Friday, 18th August 2017

• MUCH of the media is obsessed with blaming teenage knife crime on feral youth running riot. But the reality is far more complex.

Unless we are willing to understand this and move away from the establishment’s current confused cocktail of deterrence, punishment and rehabilitation, no lives will be saved.

Crime arises from a combination of individual and social factors, its level and types a result of the society we create or allow to happen. The police cannot solve the problem alone because it is not in their power to influence its driving forces, of poverty, exclusion and limited job opportunities.

Criminal justice efforts to control the situation have revolved, to date, around knife amnesties, focused police operations and similar reactive measures.

Though good for publicity, these have limited effect and, in some instances, may even be counter-productive.

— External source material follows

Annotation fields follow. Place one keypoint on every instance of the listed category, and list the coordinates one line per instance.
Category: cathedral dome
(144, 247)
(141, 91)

Stop and search, for example, may worsen the situation by victimising young people and creating mistrust and resentment. Police recognise this.

With a limited mandate and even more limited resources, police cannot solve these problems by themselves. We can only achieve our common objectives through policies such as a basic income, taxes on wealth and greater spending on social services, backed by political will to improve the quality and equality of society.

Islington has one of the highest child poverty rates in London (38 per cent). That should be the background to every new headline informing us of a stabbing.